Despite my nervousness to begin, I decided a small hexie project would be a good way to officially enter the world of quilting, and honestly, who can pass up an opportunity to learn how to make these adorable little shapes?! I gathered the scraps from our Christmas Glitz fabric collection, looked up a tutorial, and began working on the fourteen individual pieces. It only took about an hour from start to finish and I realized that by the end, I was a lot calmer than I was to begin with. I also realized that I had a lot of fun doing it and even as a beginner, I was looking forward to projects in the future.


Though mine ended up a little rougher than what I had seen from various quilters, I was very impressed with myself in the end.

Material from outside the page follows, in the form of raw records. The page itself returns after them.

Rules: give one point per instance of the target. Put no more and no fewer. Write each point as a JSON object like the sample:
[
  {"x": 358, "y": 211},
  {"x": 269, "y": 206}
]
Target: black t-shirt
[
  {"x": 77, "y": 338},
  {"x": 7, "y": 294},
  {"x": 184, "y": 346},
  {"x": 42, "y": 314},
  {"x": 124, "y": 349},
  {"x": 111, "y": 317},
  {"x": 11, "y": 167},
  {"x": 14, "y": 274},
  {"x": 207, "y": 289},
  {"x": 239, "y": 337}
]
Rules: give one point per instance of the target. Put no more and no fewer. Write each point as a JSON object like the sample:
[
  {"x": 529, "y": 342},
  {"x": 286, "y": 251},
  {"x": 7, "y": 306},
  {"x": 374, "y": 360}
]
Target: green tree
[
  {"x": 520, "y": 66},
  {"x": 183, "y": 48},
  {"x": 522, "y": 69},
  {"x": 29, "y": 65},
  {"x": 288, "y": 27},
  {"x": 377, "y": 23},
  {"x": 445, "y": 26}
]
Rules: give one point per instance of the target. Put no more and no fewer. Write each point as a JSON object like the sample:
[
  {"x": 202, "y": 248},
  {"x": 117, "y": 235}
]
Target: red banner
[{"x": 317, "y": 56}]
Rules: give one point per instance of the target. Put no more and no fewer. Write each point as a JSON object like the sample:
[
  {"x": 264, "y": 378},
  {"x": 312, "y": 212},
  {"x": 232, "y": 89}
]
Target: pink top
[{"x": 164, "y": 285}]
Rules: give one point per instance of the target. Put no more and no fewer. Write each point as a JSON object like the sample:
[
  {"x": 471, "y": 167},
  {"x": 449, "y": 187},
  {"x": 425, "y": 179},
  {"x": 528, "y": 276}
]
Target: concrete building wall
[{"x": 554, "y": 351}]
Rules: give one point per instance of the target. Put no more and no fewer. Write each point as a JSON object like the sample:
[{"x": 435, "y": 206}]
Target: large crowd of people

Something as small of a project as a one-hour mug rug is a great introduction to quilting if you think you or a friend might be interested in the craft. You learn the basics to hand sewing and a general hexagonal layout that is used very often with quilts. Small projects like this one are also portable, which is something to remember next time you’re stuck in traffic, a waiting room, or at a sporting event. Just tuck it away in a purse or suitcase and piece wherever you go. It takes a bit of patience, but the reward is incredible because you’re proud of yourself afterwards and have a beautiful, handmade item to keep and remind you of where you started.



  1. Dawn - August 11, 2015

    Well done, Kindal! The “roughness” of your project is far overshadowed by the crispness of the hexagons and sharp hand-stitching. Seriously nice work! 🙂

  2. Joy - August 11, 2015

    Great job!

  3. Merrily Jackson - August 12, 2015

    For the Hexagon mug coaster, how is the back of it finished? Did you make 2 hex coasters and stitch them together?? I made some coaster that way, but I’m wondering if there is a better way.
    Thank you!

    • Kindal Dolph - November 16, 2015

      Yes, I made another coaster with 7 pieces that all had the same pattern and whip stitched them together back to back. You could also just use backing fabric and wadding and sew those together as well. Hope this was helpful!

  4. Merrily Jackson - August 12, 2015

    For the hexagon mug coaster, how did you finish the back? Did you make 2 coaster and stitch them together???
    Thank you!

  5. Margaret Williams - October 20, 2015

    Nice work! You’ve inspired me! I’m going to try this this afternoon.